Impressionante é o barulho ensurdecedor do silêncio na cidade, do meu quintal, na minha rede, deitado a namorar em livros algo que esteja fora, até o momento, do meu alcance, não me dou pela paz, de pássaros a voar, nem digo os pombos que estão para todos os lados, digo mesmo sobre o chacoalhar das folhas das árvores, o vento que bate na encosta de um rio, o barulho de paz de um por do sol a brilhar, quase que já sem brilho, a se deitar. Mas na cidade o barulho é dos estalares de pratos e panelas, o ruído branco que vem das máquinas modernas. Ouço passos e movimentos, pessoas em modo automático. Um avião passa a cada 20 minutos, uma lava louças grita imensamente a necessidade de colocarmos em pratos limpos todo o fervor das coisas que acontecem enquanto comemos. A sirene do bombeiros ao fundo me lembra o badalar dos sinos de uma igreja. Ouço bateres de janelas e portas. Pessoas correndo sem saber para onde vão.
Do livro que namorava, apenas alguns poucos parágrafos consegui ler no dia de hoje, minha rede tem qualquer coisa de mais confortável do que as palavras, hoje é domingo.
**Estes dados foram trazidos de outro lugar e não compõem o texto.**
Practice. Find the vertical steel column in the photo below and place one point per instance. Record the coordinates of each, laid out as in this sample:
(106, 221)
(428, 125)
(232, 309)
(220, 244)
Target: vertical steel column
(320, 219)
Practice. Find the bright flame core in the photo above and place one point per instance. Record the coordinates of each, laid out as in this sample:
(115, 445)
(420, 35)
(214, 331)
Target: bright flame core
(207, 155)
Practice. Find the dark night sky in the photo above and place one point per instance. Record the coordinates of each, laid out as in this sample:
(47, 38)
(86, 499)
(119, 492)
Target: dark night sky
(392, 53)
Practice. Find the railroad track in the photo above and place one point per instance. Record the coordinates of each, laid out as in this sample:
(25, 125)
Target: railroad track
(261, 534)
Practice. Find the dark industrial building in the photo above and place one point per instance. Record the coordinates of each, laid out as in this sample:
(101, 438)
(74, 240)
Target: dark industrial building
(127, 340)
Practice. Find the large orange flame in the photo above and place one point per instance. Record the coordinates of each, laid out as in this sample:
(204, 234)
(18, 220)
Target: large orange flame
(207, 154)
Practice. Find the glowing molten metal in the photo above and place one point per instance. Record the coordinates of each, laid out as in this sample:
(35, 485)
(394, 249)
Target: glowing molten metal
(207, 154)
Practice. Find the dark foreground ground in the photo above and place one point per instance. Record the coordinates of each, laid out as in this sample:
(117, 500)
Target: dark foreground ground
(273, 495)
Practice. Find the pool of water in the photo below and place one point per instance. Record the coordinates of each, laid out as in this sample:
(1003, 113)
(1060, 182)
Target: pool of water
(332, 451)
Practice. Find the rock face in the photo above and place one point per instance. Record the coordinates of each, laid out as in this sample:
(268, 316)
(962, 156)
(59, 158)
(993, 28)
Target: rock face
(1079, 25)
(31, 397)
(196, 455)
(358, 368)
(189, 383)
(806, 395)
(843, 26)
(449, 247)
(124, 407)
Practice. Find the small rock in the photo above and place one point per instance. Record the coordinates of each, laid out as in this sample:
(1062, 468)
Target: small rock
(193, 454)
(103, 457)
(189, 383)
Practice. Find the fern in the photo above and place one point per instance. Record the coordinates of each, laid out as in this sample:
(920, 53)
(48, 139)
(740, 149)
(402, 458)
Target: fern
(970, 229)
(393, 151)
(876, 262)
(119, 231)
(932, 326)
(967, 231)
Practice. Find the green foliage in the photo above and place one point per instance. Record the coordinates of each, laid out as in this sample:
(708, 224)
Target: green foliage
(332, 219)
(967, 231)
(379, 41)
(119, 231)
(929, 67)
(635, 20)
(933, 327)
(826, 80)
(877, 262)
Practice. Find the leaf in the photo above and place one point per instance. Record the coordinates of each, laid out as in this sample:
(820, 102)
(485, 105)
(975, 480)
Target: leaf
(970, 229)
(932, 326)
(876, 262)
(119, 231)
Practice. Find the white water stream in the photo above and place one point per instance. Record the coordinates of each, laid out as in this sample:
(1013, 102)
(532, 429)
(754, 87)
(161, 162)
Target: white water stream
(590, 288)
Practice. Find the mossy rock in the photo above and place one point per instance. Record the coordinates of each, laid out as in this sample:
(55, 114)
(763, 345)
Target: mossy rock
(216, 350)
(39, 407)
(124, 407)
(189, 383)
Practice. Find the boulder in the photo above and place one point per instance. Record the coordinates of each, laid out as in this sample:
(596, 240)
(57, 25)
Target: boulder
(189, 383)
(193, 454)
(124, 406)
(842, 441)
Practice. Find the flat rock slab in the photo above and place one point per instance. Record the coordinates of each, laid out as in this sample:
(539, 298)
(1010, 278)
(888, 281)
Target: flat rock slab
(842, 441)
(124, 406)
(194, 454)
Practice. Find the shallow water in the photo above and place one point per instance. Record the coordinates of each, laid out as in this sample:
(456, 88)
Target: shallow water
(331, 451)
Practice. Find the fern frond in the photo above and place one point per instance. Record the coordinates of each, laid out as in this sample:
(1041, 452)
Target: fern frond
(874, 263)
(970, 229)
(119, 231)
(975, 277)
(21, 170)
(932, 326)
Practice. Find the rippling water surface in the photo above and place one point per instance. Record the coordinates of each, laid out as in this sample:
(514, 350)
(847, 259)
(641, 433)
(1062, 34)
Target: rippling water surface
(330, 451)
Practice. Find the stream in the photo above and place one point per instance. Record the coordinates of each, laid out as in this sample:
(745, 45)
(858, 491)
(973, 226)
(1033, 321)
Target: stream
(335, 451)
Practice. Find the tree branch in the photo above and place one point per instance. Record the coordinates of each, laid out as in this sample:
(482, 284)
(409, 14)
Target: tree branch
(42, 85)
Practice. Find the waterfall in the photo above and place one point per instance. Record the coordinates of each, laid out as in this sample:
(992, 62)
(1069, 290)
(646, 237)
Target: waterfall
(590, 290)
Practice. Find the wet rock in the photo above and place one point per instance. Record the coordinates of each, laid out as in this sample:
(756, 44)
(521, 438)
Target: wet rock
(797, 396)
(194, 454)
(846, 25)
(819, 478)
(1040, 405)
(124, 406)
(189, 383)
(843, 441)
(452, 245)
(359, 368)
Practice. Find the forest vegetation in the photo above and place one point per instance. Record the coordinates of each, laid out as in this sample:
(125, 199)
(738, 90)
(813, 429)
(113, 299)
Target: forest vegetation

O tal dia do descanso, mesmo que não haja descanso. Todo dia é como se um novo dia fosse, assim como toda noite em uma cidade mesmo pequena como Lisboa, também parece não dormir. A noite é coisa de fechar os ouvidos, envergar o vazio. Na minha rede já o livro não faz mais sentido não há luz do sol para que possa ler, a noite cai, vou me deitar sobre a cama e tentar ler o que as estrelas tem a me dizer.
Na minha cama o barulho se desfaz, em companhia quente me envolvo à minha amada, aquecemo-nos um ao outro, o barulho do silêncio da cidade já não nos importa mais, podemos ficar tranquilos em qualquer lugar que estivermos. Pobre dos outros, que nos ouvem ao dormir.